An unequal experience of employment: challenges facing culturally diverse young people
Young people in Australia experience education and work differently. Transitions from school to work vary greatly and are often shaped by various opportunities and challenges, many of which connect to the social and cultural backgrounds of those attempting to participate in these fields.
For young people from culturally diverse backgrounds, the experience of education and work is informed by their heritage and culture, and can determine the way they are treated in society.
For example young people from culturally diverse backgrounds may experience discrimination or language barriers, both of which impact their ability to participate in labour markets and effectively complete study. This means that the life chances of young people from culturally diverse backgrounds are significantly less than their Australian-born counterparts. The playing field is not equal, and such experiences then shape the way they are perceived and treated within society.
These challenges continue to exist because policy solutions rarely take cultural difference into consideration — this is evident given young people from culturally diverse backgrounds are performing worse in employment outcomes than their Australian-born counterparts yet obtain same or similar levels of skills, training or education.
While almost half (49%) of all Australians were either born overseas or had one or two parents born overseas, recent research shows that young university graduates from culturally diverse backgrounds are almost 25% less likely to find full-time employment beyond graduation compared to Australian-born university graduates. This illustrates the degree to which life chances vary for young people despite similarities in credentials and qualifications and their desire to achieve similar goals.
In a survey of two thousand 15-25 year olds from over 91 cultural backgrounds, 61% said that finding meaningful work was an important goal for them. Yet 49.6% were under or unemployed, a much higher rate compared with national youth under and unemployment rate of 32.2%.
So what is the problem?
Young people are facing an unpredictable future. Forces like globalisation, automation and technology are radically changing our economic and social lives. There are big shifts in the job market, where employers are increasingly demanding new skills that aren’t necessarily taught in our schools, universities and TAFES. Industries that once dominated our markets, like manufacturing, are slowing while new industries including digital technology swell. Even some of the biggest employers out there don’t require a university degree to work for them – like Google and IBM which both recently advertised that they no longer require their employees to be formally educated.
The way we perform work is also changing. Traditional workplace models are being replaced by flexible and less stable working conditions. The job-for-life is fading into the past and young people are expected to improvise their working lives, taking up opportunities as they arise and making the best out of the type of work that comes their way. Career paths have gone from the traditional 9-5 in the same industry for 40 years, to now moving between jobs and industries multiple times, and working in more dynamic and flexible ways than previous generations.

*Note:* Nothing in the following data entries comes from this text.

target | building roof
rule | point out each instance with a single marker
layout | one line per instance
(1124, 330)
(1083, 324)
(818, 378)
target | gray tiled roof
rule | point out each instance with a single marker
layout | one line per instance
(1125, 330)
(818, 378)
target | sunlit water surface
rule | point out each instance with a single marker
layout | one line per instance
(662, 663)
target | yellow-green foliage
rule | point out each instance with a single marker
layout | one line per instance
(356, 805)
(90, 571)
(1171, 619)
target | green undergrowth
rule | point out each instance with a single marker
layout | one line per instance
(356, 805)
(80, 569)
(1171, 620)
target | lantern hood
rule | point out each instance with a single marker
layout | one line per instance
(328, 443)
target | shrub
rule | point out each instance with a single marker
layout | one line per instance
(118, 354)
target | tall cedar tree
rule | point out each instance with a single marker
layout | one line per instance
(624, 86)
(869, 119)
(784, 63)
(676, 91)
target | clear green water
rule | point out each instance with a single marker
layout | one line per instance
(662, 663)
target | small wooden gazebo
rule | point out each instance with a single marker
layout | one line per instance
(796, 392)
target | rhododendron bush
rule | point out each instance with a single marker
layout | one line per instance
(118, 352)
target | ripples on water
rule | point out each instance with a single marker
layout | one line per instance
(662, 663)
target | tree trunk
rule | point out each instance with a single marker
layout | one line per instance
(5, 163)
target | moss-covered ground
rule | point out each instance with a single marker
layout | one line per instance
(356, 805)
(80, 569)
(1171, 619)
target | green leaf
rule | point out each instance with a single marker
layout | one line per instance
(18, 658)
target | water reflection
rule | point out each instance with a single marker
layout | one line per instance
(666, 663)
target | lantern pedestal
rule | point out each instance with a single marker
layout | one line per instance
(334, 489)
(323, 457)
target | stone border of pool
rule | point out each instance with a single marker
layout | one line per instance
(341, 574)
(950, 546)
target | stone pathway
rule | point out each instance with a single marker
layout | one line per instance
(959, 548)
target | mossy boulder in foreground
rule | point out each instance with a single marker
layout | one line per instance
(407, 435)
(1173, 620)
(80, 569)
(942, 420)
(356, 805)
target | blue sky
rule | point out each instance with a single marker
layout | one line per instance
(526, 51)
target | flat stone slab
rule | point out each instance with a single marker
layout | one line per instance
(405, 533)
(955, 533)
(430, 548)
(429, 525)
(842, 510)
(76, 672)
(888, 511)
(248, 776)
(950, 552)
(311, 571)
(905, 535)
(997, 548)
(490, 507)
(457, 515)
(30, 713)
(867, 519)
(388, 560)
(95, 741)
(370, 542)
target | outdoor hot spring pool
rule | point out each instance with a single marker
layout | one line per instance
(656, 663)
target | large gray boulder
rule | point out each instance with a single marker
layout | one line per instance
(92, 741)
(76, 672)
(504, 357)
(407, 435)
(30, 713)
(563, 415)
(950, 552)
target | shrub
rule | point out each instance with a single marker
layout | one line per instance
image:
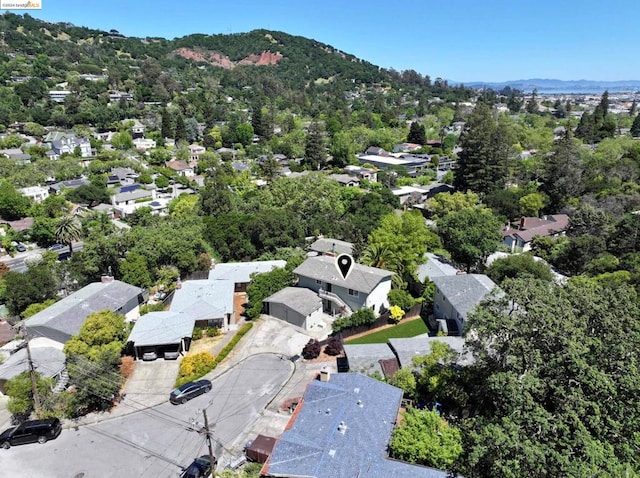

Young people from culturally diverse backgrounds must find ways to manage the ever-changing career and job market, alongside experiencing racism and discrimination. In the 12 months leading up to the survey, 49% of respondents said they had experienced some form of discrimination or unfair treatment. Potential discrimination increases when young people must keep renewing contracts or applying for work.
To mitigate this, young people from culturally diverse backgrounds often choose to omit their race or ethnicity from job applications. In other words, they hide who they are.
Young people who have only recently arrived also may lack the knowledge and local networks to transition into employment, and may not have their education or training formally recognised in the Australian job market.
Because of these issues, young people from culturally diverse backgrounds have potential to be overrepresented in the gig economy or where entry to employment has low barriers. In particular this is the case for young people on temporary visas, and places them in insecure working conditions with low wages.
For any young person, finding work isn’t easy. For every one job there are just under 16 available workers. But for young people from culturally diverse backgrounds it can be even harder. It requires the ability to navigate the new job market both online and in person, an awareness of the skills in demand, the talent and confidence to network and, most importantly, time — all of which are not equally available among young people.
The pronounced gap between the opportunities and outcomes of young people from culturally diverse backgrounds compared with Australian-born young people shows that there is a need for better support systems for these young people to be able to thrive in the future economy.